We didn't plan to move back to the States for a while hoping our journey to Ecuador would be a longer one. However, as it got down to the nitty-gritty we felt the caution to preserve at least a few basic living items for if/when we did return. We could always get rid of them another time. A year-and-a-half later we're thankful to have a few such items around.
Our goal in purging assets wasn't so much a vow of poverty as it was the dream of simplicity.
Gifts and keepsakes were the hardest. It seemed reasonable that things with sentimental connection should be preserved. The things my heart was attached to for one reason or another. But wasn't that what materialism was all about? We wrestled with that a lot in the purging process, even still.
One great benefit of the spring purge - fastest unpacking ever on our return. We are feeling the highs and lows of simplicity and sacrifice much stronger on this end of the experience. Several times I've wondered where This or That could be. On the other hand I feel more organized than in a long time without the piles of Stuff that, although useful at times, are ultimately unnecessary.

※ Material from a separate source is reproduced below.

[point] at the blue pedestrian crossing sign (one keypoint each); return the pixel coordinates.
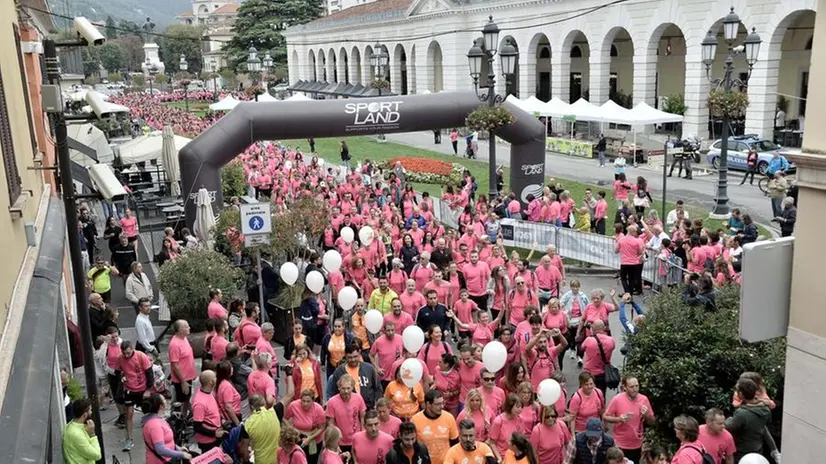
(256, 219)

The freedom of simplicity is proving far more valuable than the burden of luxury.
Though we still instinctively look for a few items each day that will not be found we are ultimately thankful for the Great Purge. In fact, one of the first things we did when we unpacked our remaining clothes last week was sort through and thin them out yet again. Our wardrobes are not extensive by most any American standards, but we still have so much more than we need. This applies to most every area of our life - STILL. Excess is a sneaky devourer.
Our goal for the next two months while living in this temporary place and time of transition is to further streamline our possessions.

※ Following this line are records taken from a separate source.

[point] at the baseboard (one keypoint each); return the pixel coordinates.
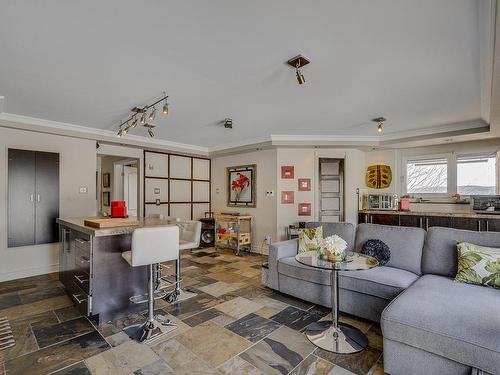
(27, 272)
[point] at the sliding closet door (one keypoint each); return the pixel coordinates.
(21, 198)
(47, 197)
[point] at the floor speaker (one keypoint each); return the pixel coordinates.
(207, 237)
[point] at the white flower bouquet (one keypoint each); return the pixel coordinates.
(334, 248)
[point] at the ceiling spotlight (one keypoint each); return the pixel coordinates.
(152, 115)
(380, 123)
(300, 76)
(298, 62)
(134, 122)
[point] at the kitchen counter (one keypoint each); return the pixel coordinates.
(77, 223)
(468, 214)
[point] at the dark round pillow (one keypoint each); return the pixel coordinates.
(377, 249)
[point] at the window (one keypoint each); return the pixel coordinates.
(476, 174)
(427, 176)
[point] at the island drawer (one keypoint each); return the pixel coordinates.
(82, 280)
(81, 299)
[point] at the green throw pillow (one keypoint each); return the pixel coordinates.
(478, 265)
(310, 239)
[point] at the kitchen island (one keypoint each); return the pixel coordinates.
(468, 220)
(91, 267)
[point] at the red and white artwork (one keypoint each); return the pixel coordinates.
(304, 184)
(287, 197)
(287, 171)
(304, 209)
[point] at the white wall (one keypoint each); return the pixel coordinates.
(77, 168)
(265, 212)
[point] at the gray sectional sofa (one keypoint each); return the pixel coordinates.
(430, 323)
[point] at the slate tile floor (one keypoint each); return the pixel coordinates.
(233, 326)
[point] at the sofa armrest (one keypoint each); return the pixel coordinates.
(277, 251)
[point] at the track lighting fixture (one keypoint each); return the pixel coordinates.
(380, 123)
(165, 103)
(135, 118)
(134, 122)
(152, 115)
(298, 62)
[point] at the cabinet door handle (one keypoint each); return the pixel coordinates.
(79, 279)
(78, 300)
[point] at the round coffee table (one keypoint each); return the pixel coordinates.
(331, 335)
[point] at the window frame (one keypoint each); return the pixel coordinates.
(452, 171)
(450, 175)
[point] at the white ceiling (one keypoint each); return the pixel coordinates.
(416, 62)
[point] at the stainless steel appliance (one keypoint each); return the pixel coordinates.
(382, 202)
(487, 204)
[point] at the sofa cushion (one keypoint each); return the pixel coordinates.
(454, 320)
(383, 282)
(404, 243)
(344, 230)
(440, 250)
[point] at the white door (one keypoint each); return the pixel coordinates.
(130, 189)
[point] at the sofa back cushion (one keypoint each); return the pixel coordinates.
(405, 244)
(440, 251)
(344, 230)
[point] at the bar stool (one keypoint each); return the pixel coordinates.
(151, 246)
(189, 239)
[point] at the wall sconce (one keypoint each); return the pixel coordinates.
(378, 176)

We'll keep the rocking chair my maternal grandparents gave me money to pick out when I graduated from high school. They wanted me to have a good-quality piece of furniture that would last for years to come.
We'll keep the trunk my great-grandfather used when serving as a congressman and the beautiful redwood slab table and clock paternal grandfather built for us.
We'll keep the incredible cookware (that I likely missed more than anything) from Geoff's family, and the stunningly intricate, award-worthy, quilt his grandmother made for us.
Such pieces are worth keeping with us whenever possible. They help remind us who we are, where we come from, and what a gift it is to be loved. Thinning out the other clutter allows them to be more cherished as well. Yet in the midst of clinging to even the most priceless, sentimental of possessions we are learning to guard ourselves against the greatest challenge of materialism. That of replacing the Good with the Thing.
More than anything the Great Purge and the struggle with overcoming materialism reminds me of how often I am tempted to honor the representation, or idol, instead of GOD. Even the greatest gifts HE gives, say, the Bible or family, are not worthy of worship. Only HE.
So thankful for the times of cleansing, purging, and refinement. Though at times painful, inconvenient, and challenging, I am thankful for the opportunities to remind myself of where Value and Treasure are truly found.
Only in Him.
For where your treasure is, there your heart will be also."